Sin embargo, la burguesía francesa no permitió que el nuevo sistema político prosperase. Con la colaboración de las tropas prusianas que cercaban París, el gobierno de Versalles envío más de 130 mil soldados que el 28 de mayo de 1871, tras 72 días intensos y fugaces de autogobierno popular, aniquilaron la Comuna. Se estima que en la batalla murieron más de 20.000 parisinos y que unos 43 mil combatientes fueron capturados; unos 13 mil fueron condenados a prisión, 7 mil de los cuales fueron deportados a Nueva Caledonia.

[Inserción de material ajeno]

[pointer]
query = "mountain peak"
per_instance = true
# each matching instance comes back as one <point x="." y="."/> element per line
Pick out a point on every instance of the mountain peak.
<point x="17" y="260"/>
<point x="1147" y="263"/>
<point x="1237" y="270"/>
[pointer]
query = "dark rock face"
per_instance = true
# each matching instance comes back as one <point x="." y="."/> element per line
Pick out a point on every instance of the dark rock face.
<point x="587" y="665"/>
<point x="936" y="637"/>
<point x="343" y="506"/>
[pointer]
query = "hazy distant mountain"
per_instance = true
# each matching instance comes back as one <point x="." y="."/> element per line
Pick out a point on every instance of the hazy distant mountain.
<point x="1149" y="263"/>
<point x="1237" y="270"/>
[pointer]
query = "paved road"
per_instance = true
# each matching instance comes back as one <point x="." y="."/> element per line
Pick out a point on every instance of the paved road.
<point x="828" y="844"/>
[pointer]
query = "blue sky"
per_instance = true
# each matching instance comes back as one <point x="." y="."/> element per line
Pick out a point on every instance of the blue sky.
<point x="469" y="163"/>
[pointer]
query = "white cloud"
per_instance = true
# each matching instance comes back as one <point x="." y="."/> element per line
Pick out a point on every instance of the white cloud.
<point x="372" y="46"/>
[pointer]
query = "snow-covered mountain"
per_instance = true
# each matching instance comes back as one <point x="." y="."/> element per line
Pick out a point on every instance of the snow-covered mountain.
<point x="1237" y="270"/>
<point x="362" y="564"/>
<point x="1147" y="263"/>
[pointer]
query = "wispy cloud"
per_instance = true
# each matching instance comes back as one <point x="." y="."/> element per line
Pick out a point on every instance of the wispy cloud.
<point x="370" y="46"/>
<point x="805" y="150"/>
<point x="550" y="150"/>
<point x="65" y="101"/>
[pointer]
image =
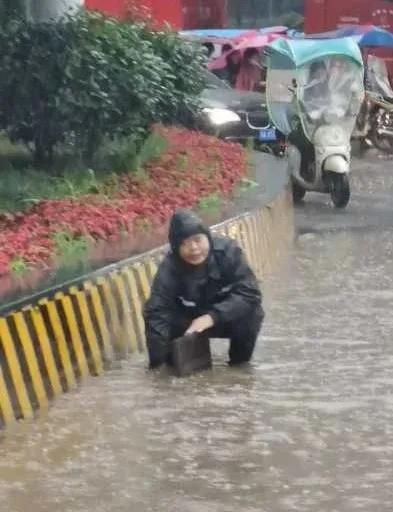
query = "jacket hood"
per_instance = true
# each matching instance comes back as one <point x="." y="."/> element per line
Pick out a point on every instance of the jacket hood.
<point x="184" y="224"/>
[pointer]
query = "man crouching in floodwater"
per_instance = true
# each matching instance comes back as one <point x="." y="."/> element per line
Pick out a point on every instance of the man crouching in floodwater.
<point x="203" y="285"/>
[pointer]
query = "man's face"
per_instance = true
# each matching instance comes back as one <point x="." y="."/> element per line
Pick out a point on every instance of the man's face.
<point x="194" y="250"/>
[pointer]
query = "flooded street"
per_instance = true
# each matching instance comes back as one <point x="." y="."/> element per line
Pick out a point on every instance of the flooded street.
<point x="308" y="427"/>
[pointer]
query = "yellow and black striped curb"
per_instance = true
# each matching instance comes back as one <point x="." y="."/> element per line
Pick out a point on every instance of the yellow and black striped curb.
<point x="49" y="346"/>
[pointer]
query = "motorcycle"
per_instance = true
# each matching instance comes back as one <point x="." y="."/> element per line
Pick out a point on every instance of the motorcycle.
<point x="314" y="91"/>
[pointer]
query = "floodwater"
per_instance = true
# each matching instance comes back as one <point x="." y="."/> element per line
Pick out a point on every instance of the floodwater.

La Comuna de París representa no sólo la última de las grandes revoluciones populares del siglo XIX, sino también el primero de los democraticidios de la era moderna, algo apenas mencionado en la historia “oficial” de la democracia. Lamentablemente, hoy también son tiempos de democraticidio, de exterminio de saberes y prácticas democráticas. El capitalismo ha fulminado la democracia representativa en buena parte de Europa, donde los Parlamentos y las elecciones, como en Italia, son prescindibles. Pero también son, entre otras cosas, tiempos de experimentalismo político, de grietas abiertas en el poder constituido, de protestas populares, de organización colectiva y de luchas por un poder popular constituyente que, como nos recuerda la Comuna de París, nace en las calles como exigencia de cambio de las viejas estructuras políticas y económicas que oprimen a la gente y coartan la construcción de otras democracias posibles.